Thursday, July 8, 2010

PL 40/10: Global forces

Filed under: future — plinius @ 7:46 am

Organizations operate in many different environments.

Some are deeply rooted in local communities. The employ local people, use local resources and serve local customers and needs. Local organizations tend to know a lot about local conditions – but not so much about the bigger world outside.

Others operate within national environments. They will know more about national markets, policies and trends.

McKinsey & Company

The global environment is even bigger. Actors at the global level must necessarily study global trends and markets in order to plan for the future. McKinsey is such an actor. Wikipedia tells me that

McKinsey & Company is a global management consulting firm that focuses on solving issues of concern to senior management.

Below I quote from a recent McKinsey study of the global environment. There is a lot to learn from global organizations, I feel – even if you disagree with their political attitudes.

Five global forces

– For much of the past year, a team at McKinsey has revisited and retested our assumptions about the key global trends that will define the coming era.

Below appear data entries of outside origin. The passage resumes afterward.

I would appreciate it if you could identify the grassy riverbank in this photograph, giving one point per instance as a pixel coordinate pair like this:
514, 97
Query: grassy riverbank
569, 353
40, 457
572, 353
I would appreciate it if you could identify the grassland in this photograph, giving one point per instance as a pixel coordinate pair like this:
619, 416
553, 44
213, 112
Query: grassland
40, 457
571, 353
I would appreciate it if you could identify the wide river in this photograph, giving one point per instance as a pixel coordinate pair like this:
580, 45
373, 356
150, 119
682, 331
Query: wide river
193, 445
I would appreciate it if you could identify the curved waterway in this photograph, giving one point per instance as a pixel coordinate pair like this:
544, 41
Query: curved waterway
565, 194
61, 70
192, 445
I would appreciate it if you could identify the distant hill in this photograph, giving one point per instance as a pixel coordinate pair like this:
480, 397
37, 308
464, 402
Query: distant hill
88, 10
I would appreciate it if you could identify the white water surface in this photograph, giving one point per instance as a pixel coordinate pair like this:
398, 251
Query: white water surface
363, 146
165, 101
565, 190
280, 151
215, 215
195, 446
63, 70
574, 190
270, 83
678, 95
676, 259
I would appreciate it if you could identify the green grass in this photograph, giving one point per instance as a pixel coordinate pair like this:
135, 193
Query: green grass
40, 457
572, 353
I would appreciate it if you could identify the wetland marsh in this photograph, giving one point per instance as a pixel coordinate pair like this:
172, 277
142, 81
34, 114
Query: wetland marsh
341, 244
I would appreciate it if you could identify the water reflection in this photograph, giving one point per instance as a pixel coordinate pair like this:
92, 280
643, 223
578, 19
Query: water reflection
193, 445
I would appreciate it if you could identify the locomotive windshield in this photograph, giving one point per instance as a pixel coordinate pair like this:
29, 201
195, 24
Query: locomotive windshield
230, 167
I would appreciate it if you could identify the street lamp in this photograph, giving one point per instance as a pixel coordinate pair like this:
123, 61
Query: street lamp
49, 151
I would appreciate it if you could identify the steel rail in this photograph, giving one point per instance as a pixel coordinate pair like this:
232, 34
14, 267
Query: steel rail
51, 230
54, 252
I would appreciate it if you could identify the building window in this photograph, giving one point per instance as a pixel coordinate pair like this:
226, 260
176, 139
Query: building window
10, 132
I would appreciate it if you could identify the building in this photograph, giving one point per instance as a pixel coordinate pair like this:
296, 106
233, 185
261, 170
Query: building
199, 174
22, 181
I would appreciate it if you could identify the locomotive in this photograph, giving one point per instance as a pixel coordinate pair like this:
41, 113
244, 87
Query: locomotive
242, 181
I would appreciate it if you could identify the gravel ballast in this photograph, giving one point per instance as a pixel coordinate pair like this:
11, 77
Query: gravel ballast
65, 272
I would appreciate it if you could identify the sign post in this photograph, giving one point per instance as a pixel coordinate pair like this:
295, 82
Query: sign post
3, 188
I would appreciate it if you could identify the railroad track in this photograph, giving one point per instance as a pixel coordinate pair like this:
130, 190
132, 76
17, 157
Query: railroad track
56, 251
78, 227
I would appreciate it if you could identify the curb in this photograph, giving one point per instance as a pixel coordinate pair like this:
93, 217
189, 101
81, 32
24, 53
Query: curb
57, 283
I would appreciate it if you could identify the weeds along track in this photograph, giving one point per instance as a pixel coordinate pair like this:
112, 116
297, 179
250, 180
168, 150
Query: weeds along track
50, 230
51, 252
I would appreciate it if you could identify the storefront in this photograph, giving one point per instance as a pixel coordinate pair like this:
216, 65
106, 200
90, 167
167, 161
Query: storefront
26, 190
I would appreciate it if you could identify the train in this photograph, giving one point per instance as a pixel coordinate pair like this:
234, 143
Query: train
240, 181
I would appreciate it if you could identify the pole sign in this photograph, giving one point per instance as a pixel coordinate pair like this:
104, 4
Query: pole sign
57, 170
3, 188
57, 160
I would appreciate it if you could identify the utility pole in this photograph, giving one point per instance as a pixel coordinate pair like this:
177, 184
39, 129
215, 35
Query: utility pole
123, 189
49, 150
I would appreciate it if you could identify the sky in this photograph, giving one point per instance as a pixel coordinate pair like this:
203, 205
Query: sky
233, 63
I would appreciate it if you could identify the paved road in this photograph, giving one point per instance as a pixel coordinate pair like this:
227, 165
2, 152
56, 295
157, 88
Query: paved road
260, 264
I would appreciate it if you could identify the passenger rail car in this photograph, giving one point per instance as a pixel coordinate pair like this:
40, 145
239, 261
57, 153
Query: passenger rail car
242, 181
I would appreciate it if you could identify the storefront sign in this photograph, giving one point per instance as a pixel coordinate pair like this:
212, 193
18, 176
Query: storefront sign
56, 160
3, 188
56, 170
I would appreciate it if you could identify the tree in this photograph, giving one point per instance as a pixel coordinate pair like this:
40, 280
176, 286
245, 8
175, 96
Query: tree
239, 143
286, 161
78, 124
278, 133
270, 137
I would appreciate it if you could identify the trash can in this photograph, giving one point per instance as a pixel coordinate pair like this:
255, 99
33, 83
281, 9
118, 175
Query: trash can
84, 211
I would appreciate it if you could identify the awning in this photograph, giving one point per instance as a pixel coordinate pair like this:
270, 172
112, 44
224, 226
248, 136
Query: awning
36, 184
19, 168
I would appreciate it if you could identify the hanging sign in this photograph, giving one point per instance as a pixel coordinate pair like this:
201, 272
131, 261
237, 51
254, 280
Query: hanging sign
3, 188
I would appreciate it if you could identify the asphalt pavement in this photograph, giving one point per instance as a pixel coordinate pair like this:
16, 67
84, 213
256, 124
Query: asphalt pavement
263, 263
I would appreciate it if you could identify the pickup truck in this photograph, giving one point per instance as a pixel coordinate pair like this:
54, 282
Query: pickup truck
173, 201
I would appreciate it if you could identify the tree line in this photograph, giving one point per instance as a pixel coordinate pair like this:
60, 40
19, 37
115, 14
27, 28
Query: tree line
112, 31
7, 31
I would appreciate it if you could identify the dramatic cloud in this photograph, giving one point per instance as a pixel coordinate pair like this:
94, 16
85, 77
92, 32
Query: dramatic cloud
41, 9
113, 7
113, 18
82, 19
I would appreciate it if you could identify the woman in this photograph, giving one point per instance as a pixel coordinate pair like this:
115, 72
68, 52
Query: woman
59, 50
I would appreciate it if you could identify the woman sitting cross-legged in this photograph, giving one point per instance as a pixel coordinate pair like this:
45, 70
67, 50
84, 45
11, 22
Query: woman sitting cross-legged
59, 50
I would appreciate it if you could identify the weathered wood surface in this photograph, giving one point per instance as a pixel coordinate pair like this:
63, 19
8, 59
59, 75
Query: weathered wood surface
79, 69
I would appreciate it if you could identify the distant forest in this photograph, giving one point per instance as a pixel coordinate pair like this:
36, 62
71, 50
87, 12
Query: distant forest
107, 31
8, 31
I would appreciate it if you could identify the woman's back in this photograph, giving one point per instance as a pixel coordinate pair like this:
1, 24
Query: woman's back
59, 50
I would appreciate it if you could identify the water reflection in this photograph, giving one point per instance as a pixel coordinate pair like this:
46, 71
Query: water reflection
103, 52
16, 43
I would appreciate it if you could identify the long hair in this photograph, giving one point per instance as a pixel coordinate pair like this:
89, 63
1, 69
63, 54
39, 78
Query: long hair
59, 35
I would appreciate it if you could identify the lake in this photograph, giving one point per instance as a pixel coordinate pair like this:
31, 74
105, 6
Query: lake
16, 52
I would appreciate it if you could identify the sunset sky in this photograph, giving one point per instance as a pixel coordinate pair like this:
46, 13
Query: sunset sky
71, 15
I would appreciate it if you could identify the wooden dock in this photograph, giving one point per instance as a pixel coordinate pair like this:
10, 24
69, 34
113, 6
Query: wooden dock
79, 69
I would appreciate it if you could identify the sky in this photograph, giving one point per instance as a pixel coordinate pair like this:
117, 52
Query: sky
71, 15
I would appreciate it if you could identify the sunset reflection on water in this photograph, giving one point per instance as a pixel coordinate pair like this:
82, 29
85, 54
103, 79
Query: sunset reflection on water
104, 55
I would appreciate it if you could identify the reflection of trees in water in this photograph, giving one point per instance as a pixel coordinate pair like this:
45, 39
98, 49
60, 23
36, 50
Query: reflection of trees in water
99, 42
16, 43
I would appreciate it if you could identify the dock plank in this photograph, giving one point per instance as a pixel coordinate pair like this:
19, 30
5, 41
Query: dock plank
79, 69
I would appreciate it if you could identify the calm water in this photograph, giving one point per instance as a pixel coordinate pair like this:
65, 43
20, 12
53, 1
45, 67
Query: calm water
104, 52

We have identified five forces, or crucibles, where the stresses and tensions will be greatest and thus offer the richest opportunities for companies to innovate and change:

  • The great rebalancing. The coming decade will be the first in 200 years when emerging-market countries contribute more growth than the developed ones. This growth will not only create a wave of new middle-class consumers but also drive profound innovations in product design, market infrastructure, and value chains.
  • The productivity imperative. Developed-world economies will need to generate pronounced gains in productivity to power continued economic growth. The most dramatic innovations in the Western world are likely to be those that accelerate economic productivity.
  • The global grid. The global economy is growing ever more connected. Complex flows of capital, goods, information, and people are creating an interlinked network that spans geographies, social groups, and economies in ways that permit large-scale interactions at any moment. This expanding grid is seeding new business models and accelerating the pace of innovation. It also makes destabilizing cycles of volatility more likely.
  • Pricing the planet. A collision is shaping up among the rising demand for resources, constrained supplies, and changing social attitudes toward environmental protection. The next decade will see an increased focus on resource productivity, the emergence of substantial clean-tech industries, and regulatory initiatives.
  • The market state. The often contradictory demands of driving economic growth and providing the necessary safety nets to maintain social stability have put governments under extraordinary pressure. Globalization applies additional heat: how will distinctly national entities govern in an increasingly globalized world?

Strategic planning

Our thinking is exploratory rather than definitive.

Precisely how these forces will unfold—and, as important, how they interact—is very much a work in progress. Still, our research, extensive one-on-one contacts, and broader survey data give us confidence that these topics should be framing every organization’s strategic conversations about how best to chart its future course.